What Is Tempura?
Although tempura is a popular appetizer or side in Japanese culture, it actually originated in Portugal. Around the end of the 16th century, Portuguese missionaries residing in Nagasaki introduced the locals to this “frittering” technique of frying food. As time went on, the heavy batter evolved into the lighter, crispier style found today on many a Japanese food cart. Unlike the original version, today’s tempura is also served with a tasty dipping sauce.
In order to create tempura batter, you simply use water, flour and egg. Although it sounds easy enough, the technique itself is delicate; in order to get the perfect, crispy texture you need to be careful crafting the batter just right. If the batter is over-mixed, the tempura will come out too heavy. If it is under-mixed, it won’t have enough air bubbles in it to give the tempura that perfectly airy crunch. The batter also needs to be fresh, needing to make it immediately before using. If it isn’t fresh and goes flat, it is no longer usable.
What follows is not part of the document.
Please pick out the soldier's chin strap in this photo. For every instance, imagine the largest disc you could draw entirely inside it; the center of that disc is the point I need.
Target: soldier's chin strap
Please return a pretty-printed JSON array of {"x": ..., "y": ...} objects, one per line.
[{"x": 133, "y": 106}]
You can make tempura with any number of delicious ingredients. Seafood like scallops and shrimp are classic choices, but why stop there? Fry some leafy greens or herbs; dip tasty vegetables like asparagus, broccoli and cucumber; or even attempt to make kakiage by chopping a variety of vegetables and frying them in a ball.
If you would like to try your hand at making your own batter, you might want to consider purchasing specialty tempura flour. While this isn’t a necessity, it does make it easier to achieve the delightful crispness of well-fried tempura. And, of course, pay close attention to the technique described above in order to achieve the perfect batter consistency!